Id. at 1236-1237 (citations and quotation marks omitted) (emphasis original).

¶ 7 Applying the rules of statutory construction and adopting this Court’s prior interpretation of the legislative intent in enacting this statute, we must conclude the trial court erred in failing to apply the provisions of section 6317 under the facts of this case. In finding that the legislative intent of the statute is to protect the children of our communities from the harms attendant to the drug trade, we must necessarily determine that such harms are present when the individual merely resides within the mandatory 1,000 feet vicinity of a school, even when the drugs are not necessarily accessible to children. To hold otherwise would emasculate the meaning of “Drug Free School Zone.” We cannot interpret the word, “zone,” to exclude a residence which is clearly within the zone but not readily accessible by school age children. As discussed earlier, the statute is intended to curtail not only drug transactions involving children, but also to protect young children from all illegal activity which is necessarily attendant with the drug trade. The statute clearly does not require anything more than the actor delivering or possessing drugs within the requisite distance from the school. Contrary to Appellee’s argument, we refuse to further require that a minor be involved in the offense.

¶ 8 Our findings today are consistent with the findings of another jurisdiction on a related matter. When deciding the constitutionality of a similar statute in Maryland, the Court of Appeals of that state determined that the sentencing provision applied regardless of the presence or absence of children in the area at the relevant time. Dawson v. State of Maryland, 329 Md. 275, 619 A.2d 111 (1993). Implicit in that court’s findings is that whether or not the drugs are in fact accessible to children is irrelevant. Rather, it is protecting the children from all the attendant harms of the drug trade which is of paramount concern.7 Therefore, the fact that no children were present is of no consequence. Appellee’s argument to the contrary must fail. Therefore, we are constrained to reverse and remand the findings of the trial court.

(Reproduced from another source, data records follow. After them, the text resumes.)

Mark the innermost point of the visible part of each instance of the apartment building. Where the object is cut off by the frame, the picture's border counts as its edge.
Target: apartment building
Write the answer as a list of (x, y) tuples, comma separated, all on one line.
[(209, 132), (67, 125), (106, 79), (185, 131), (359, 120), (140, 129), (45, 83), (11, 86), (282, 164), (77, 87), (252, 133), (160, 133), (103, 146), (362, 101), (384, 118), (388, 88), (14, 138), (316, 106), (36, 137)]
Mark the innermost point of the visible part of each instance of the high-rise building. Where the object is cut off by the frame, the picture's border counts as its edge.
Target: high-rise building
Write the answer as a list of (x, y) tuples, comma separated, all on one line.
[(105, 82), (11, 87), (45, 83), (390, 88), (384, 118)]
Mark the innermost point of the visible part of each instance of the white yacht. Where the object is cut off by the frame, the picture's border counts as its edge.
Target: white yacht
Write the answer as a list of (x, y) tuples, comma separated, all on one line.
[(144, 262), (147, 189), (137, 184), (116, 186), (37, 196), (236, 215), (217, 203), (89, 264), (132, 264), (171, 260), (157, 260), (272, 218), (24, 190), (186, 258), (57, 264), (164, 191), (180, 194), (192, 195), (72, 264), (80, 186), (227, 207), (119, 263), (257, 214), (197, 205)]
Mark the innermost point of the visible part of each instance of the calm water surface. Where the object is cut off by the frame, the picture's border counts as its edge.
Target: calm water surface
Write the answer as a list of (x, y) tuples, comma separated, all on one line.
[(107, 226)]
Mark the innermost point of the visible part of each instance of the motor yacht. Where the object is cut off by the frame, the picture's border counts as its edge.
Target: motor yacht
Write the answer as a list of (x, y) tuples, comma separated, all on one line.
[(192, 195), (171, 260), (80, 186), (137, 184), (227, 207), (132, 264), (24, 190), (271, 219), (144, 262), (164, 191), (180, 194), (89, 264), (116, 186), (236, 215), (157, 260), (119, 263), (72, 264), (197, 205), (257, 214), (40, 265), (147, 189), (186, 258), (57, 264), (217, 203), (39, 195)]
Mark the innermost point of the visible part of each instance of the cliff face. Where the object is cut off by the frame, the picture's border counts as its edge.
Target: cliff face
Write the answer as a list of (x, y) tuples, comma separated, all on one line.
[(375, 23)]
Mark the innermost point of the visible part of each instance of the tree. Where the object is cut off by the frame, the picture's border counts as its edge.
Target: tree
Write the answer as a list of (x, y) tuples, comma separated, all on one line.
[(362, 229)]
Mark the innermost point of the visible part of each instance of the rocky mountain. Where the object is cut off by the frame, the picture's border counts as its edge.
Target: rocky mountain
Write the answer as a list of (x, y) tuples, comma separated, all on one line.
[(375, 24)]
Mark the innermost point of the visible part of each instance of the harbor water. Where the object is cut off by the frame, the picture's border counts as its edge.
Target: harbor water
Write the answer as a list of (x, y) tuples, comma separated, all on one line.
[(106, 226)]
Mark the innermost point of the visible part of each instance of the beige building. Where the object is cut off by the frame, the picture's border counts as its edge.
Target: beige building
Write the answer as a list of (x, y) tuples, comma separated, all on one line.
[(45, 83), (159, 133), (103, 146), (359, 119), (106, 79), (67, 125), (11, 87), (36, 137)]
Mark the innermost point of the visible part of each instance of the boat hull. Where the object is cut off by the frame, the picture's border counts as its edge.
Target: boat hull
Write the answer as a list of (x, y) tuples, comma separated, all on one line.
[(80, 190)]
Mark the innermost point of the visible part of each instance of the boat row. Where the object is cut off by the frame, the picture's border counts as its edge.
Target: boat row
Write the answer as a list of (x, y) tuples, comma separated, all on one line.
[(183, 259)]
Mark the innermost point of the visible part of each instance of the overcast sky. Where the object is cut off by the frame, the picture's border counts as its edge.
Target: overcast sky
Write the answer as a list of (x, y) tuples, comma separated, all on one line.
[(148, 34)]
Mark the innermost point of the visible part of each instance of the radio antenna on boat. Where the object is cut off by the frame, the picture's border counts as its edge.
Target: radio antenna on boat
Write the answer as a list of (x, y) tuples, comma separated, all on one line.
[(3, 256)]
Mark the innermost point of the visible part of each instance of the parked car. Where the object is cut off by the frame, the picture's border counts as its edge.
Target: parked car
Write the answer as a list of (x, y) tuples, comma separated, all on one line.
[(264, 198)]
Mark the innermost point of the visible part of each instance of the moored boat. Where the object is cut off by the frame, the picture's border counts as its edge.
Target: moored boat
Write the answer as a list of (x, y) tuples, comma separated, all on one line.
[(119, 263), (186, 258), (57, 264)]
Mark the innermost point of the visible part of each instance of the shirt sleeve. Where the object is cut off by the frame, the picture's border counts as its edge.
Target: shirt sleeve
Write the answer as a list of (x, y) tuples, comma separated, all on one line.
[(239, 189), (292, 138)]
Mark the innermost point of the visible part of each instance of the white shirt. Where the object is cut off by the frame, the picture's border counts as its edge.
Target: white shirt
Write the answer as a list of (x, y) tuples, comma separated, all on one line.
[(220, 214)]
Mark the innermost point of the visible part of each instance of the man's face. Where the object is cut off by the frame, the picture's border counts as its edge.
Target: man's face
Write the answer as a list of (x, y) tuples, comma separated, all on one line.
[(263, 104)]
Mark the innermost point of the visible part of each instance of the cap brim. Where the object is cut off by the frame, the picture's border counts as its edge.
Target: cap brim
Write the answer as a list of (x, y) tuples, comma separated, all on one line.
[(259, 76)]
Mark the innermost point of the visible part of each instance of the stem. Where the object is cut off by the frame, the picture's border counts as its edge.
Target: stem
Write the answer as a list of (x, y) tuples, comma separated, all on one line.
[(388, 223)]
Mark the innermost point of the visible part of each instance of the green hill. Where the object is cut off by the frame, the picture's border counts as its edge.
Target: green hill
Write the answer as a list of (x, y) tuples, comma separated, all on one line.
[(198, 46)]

¶ 9 Judgment of sentence vacated. Case remanded for resentencing in light of the applicability of the sentencing provisions under 18 Pa.C.S.A. § 6317. Jurisdiction relinquished.

¶ 10 JOHNSON, J., files Dissenting Opinion in which McEWEN, P.J. and DEL SOLE, J., join.

¶ 11 MUSMANNO, J., files Dissenting Opinion in which DEL SOLE, J., join.

¶ 12 DEL SOLE, J., files Dissenting Statement in which MUSMANNO, J., joins.

. 35 P.S. § 780-113(a)(30).

. 18 Pa.C.S.A. § 903.

. 18 Pa.C.S.A. § 908(a).

. Our decision today is consistent with our holding in the companion case of Commonwealth v. Drummond, 775 A.2d 849 (en banc circulating opinion, vote date February 26, 2001).

. Lena Fa Glenn was charged separately with various offenses related to this search.

. The Commonwealth does not raise an issue regarding the application of section 6314. Therefore, we make no further determination.

. We note further that 18 Pa.C.S.A. § 6314 (Sentencing and penalties for trafficking drugs to minors) applies when the sale is actually to a minor. The existence of this section, along with the reference to its applicability in § 6317, further supports our findings that accessibility to the drugs by the minors is not a factor detrimental to the application of the provisions of section 6317. Rather, a separate provision exists to address that offense.